When he went back into the living room and sat down, he smiled, thinking of Meghann. Anticipating the evening.
By 9:30, his smile had faded.
He sat alone on the couch, half drunk now with an empty bottle of wine beside him. The potatoes had long ago cooked down to nothing and the candles had burned themselves out. The front door stood open, welcoming, but the street in front was empty.
At midnight, he went to bed alone.
In the past nine days, Meghann and Claire had seen several specialists. It was amazing how fast doctors would see you if you had a brain tumor and plenty of money. Neurologists. Neurosurgeons. Neuro-oncologists. Radiologists. They went from Johns Hopkins to Sloan-Kettering to Scripps. When they weren’t on airplanes, they were in hospital waiting rooms or doctors’ offices. They learned dozens of frightening new words. Glioblastoma. Anaplastic astrocytoma. Craniotomy. Some of the doctors were caring and compassionate; more were cold and distant and too busy to talk for long. They outlined treatment models that were all depressingly alike and stacked them on statistics that offered little hope.
They each said the same thing: inoperable. It didn’t matter if Claire’s tumor was malignant or benign; either way it could be deadly. Most of the specialists believed Claire’s tumor to be a glioblastoma multiforme. A kind they called the terminator.

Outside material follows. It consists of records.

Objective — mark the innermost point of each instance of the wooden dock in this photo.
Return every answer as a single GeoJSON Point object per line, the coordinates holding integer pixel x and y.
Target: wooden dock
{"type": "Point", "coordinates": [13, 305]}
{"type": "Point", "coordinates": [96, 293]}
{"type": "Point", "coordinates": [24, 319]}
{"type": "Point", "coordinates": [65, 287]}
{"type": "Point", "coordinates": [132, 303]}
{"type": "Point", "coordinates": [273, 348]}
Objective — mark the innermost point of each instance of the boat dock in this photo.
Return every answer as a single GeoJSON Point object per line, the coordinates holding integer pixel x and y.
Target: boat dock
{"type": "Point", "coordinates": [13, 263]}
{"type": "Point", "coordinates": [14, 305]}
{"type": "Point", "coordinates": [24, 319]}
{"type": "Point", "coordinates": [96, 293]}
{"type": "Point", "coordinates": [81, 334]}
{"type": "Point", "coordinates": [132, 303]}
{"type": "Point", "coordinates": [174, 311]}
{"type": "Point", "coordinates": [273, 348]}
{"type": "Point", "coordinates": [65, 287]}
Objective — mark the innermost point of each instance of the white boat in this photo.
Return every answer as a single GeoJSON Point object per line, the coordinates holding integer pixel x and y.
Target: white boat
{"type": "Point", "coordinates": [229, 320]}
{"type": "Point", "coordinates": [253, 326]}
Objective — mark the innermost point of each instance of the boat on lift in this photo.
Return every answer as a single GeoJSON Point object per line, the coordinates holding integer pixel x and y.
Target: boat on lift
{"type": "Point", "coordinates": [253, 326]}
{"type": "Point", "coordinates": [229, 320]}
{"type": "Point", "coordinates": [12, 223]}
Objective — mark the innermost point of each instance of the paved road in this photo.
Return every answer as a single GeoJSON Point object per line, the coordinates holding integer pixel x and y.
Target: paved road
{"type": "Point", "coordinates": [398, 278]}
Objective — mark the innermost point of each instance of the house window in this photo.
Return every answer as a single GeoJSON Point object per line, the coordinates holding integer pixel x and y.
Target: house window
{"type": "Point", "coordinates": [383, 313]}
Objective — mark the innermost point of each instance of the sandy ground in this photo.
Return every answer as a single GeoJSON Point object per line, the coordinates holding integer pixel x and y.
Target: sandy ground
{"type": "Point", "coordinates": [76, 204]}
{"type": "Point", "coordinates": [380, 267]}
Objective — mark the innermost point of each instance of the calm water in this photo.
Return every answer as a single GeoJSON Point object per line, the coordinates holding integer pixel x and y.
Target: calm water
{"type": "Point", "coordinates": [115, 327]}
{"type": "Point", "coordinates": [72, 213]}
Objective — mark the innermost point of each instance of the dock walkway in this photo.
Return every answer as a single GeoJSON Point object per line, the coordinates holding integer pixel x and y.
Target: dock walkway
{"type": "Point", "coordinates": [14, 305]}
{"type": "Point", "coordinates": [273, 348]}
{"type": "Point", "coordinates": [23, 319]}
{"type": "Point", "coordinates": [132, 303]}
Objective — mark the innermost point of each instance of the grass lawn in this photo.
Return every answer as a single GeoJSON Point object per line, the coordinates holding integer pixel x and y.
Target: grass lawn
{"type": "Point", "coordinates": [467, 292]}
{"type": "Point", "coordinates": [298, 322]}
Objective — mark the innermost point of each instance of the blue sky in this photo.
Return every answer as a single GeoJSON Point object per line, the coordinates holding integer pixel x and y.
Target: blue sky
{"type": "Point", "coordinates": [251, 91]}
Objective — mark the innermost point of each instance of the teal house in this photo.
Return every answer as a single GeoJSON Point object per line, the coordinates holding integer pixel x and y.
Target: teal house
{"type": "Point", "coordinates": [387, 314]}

Ha-ha.
Each time they left a city, Meghann pinned her hopes on the next destination.
Until a neurologist at Scripps took her aside. “Look,” the doctor said, “you’re using up valuable time. Radiation is your sister’s best hope right now. Twenty-five percent of brain tumors respond positively to the treatment. If it shrinks enough, perhaps it will be operable. Take her home. Stop fighting the diagnosis and start fighting the tumor.”
Claire had agreed, and so they’d gone home. The next day, Meghann had taken her sister to Swedish Hospital, where yet another neuro-oncologist had said the same thing, his opinion bolstered by yet another radiologist. They’d agreed to begin radiation treatment the next day.
Once a day for four weeks.
“I’ll need to stay here for the treatments,” Claire said as she sat on the cold stone fireplace in Meghann’s condo. “Hayden’s too far away.”
“Of course. I’ll call Julie and take some more time off of work.”
“You don’t have to do that. I can take the bus to the hospital.”
“I’m not going to dignify that with an answer. Even I am not that big a bitch.”
Claire looked out the window. “A friend of mine went through chemo and radiation. . . .” She stared at the sparkling city, but all she really saw was Diana wasting away, losing her soul along with her hair. In the end, all those treatments hadn’t helped at all. “I don’t want Ali to see me like that. She can stay with Dad. We’ll visit every weekend.”